Let's read what is actually said in the abstract. He never says he is able to identify people. In fact, he says he geolocates posts and that 10% of them originate from universities. This is quite different from "We identify the poster for the majority of posts and find that x% are university faculty, y% are grad students, etc.". If the latter claim were plausibly true, it would be very unusual to understate it so much in the abstract.
Identifying people by name also opens a huge can of worms. What is the level of crime that gets you "doxxed"? Posting here cannot be sufficient. Various people have posted here publicly with virtually no consequence. What about posts that try to push back on problematic posts? Or the majority of posts that just try to work around the problematic posts to have a useful or amusing conversation? As for problematic posts, what is the "line"? Are you going to call people out for saying things like "I am worried DEI initiatives are going too far"? Or criticizes someone in economics harshly but not based on sex or race?
All of those posts combined form a large proportion of the posts here. And I am guessing that among the academics posting, that proportion is considerably larger. Those posts were made anonymously in good faith and unmasking would cause a lot more embarrassment and resentment than actual consequences for the posters.
OK, but what about the posts that are clearly bigoted? That opens a different can of worms.
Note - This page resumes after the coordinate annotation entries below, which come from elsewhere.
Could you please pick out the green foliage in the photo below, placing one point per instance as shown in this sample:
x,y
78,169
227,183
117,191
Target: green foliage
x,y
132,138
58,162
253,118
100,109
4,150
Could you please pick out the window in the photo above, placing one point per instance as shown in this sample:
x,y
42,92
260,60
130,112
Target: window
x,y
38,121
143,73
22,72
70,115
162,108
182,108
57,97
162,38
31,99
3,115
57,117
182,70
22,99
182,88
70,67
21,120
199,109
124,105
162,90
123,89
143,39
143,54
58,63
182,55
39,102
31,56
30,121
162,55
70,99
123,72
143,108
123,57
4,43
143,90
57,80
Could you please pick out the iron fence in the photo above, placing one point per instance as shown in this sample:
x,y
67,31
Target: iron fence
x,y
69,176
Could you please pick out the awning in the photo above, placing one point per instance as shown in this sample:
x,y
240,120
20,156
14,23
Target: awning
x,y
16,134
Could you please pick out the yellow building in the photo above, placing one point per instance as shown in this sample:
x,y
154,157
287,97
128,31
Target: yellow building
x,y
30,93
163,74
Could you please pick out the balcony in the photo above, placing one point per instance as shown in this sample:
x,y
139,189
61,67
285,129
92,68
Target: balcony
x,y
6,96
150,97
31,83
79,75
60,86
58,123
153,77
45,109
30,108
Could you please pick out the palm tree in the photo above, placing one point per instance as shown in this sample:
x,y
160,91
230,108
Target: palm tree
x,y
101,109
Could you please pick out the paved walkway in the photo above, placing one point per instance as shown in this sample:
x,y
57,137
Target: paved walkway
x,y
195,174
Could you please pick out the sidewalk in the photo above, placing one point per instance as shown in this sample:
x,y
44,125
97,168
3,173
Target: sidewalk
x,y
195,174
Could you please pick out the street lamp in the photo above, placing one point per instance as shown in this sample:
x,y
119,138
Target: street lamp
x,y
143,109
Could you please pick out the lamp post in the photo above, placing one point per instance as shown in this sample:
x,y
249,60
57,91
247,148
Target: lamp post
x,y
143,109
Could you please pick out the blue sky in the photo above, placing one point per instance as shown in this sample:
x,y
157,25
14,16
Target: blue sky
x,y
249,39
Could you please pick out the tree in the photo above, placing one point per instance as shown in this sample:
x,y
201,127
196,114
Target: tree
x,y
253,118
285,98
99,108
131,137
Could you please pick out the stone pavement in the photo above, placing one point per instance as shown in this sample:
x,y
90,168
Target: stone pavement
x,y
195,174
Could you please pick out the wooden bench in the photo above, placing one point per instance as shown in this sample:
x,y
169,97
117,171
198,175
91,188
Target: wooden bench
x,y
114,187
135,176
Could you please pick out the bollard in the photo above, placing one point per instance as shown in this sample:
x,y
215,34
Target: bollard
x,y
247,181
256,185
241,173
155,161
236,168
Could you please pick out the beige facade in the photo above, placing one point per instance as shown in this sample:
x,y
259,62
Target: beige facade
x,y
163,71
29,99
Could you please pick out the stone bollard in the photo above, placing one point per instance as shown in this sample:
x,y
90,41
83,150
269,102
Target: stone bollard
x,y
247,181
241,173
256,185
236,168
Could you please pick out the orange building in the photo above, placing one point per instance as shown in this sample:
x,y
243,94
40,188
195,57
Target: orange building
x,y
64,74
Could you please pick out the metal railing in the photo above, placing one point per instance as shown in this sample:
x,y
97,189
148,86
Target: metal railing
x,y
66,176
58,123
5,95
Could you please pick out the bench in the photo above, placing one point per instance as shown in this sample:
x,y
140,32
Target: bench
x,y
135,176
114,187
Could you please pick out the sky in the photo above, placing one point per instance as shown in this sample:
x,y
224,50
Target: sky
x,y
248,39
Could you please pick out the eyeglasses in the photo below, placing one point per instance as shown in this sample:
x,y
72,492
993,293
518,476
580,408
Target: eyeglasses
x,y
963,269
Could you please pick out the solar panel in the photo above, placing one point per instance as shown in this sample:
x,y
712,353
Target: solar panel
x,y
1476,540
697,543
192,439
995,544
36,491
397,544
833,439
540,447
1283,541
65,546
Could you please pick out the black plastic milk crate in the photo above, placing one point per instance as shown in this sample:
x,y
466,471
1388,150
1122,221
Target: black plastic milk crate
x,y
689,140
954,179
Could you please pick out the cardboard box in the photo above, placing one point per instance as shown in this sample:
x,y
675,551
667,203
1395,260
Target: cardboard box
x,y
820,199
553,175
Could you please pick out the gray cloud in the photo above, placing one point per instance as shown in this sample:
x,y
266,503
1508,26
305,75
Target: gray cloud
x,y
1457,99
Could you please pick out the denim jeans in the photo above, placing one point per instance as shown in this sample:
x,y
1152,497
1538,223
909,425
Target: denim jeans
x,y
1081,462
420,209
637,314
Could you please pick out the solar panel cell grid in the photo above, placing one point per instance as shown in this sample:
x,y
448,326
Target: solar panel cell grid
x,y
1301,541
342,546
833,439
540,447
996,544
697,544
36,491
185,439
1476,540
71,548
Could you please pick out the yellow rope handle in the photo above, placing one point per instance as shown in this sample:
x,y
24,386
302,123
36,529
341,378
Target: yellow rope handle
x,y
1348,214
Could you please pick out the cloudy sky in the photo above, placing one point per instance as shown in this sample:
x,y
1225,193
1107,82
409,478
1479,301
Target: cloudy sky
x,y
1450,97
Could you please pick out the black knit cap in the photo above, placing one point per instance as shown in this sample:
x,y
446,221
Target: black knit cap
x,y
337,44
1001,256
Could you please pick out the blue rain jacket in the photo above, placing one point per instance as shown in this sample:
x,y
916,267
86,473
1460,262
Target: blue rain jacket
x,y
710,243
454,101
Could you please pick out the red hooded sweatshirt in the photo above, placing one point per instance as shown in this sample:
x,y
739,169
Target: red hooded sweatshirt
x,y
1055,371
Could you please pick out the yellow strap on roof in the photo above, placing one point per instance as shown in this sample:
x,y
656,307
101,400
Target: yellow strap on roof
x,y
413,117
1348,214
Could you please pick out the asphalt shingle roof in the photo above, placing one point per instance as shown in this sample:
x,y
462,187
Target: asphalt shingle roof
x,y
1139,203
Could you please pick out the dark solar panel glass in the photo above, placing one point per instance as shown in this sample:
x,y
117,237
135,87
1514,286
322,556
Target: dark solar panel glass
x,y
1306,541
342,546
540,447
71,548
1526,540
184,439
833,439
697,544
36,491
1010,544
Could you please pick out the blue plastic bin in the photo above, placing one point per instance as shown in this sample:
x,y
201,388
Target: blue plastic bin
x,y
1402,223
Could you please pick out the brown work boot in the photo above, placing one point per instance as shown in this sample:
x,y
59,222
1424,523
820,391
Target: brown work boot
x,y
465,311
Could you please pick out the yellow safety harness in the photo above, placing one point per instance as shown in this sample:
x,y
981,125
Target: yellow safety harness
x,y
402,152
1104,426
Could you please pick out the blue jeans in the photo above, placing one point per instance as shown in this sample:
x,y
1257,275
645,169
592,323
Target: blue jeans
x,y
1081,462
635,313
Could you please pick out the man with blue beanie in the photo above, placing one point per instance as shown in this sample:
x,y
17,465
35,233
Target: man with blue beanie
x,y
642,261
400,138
What level of certainty do you need to have in your identification algorithm to actually point your finger at an individual?
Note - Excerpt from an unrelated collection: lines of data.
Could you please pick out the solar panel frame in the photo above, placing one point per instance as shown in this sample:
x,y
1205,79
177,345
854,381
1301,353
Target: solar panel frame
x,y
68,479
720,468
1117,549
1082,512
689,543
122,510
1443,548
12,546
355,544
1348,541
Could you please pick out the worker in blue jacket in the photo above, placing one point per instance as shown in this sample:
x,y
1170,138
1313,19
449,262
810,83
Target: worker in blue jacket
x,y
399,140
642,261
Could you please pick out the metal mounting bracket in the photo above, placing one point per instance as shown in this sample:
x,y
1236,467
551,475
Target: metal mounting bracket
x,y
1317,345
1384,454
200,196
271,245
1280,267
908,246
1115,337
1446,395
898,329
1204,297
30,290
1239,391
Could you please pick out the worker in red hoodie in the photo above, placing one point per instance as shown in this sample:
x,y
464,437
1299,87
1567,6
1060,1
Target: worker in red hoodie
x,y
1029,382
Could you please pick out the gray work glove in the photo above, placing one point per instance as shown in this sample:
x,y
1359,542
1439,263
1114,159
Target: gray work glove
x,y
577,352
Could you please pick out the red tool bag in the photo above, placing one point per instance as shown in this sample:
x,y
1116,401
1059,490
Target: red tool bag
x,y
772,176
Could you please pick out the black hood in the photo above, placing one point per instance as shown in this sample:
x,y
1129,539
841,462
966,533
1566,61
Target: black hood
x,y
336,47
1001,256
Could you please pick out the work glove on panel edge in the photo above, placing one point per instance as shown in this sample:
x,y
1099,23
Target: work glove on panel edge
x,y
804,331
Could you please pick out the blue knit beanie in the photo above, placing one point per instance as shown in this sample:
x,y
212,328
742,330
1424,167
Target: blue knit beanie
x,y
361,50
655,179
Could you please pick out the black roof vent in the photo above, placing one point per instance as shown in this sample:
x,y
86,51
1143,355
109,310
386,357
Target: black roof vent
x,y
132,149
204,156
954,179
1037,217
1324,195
My point with these last points is not to argue that unmasking is unethical. People on here seem fully convinced of that point. I am trying to argue that any version of unmasking would create such obvious practical problems that I think it's very unlikely the authors would proceed with it, even if they were able to.
The far more likely situation (excluding the experimental treatment possibility), is that they have some way (ad data, hash decrypting, etc) that allows them to determine a particular post is reasonably likely to have come from a particular campus. Then they put a couple tables of high level summary data of this, and move on to something that is basically a follow-up on Wu's paper. Compared to a mass-doxxing paper, that is a) much more aligned with what the abstract describes b) much more aligned with what papers in this area tend to do c) much more aligned with various research ethics/IRB issues and d) much less likely to cause problems for the authors.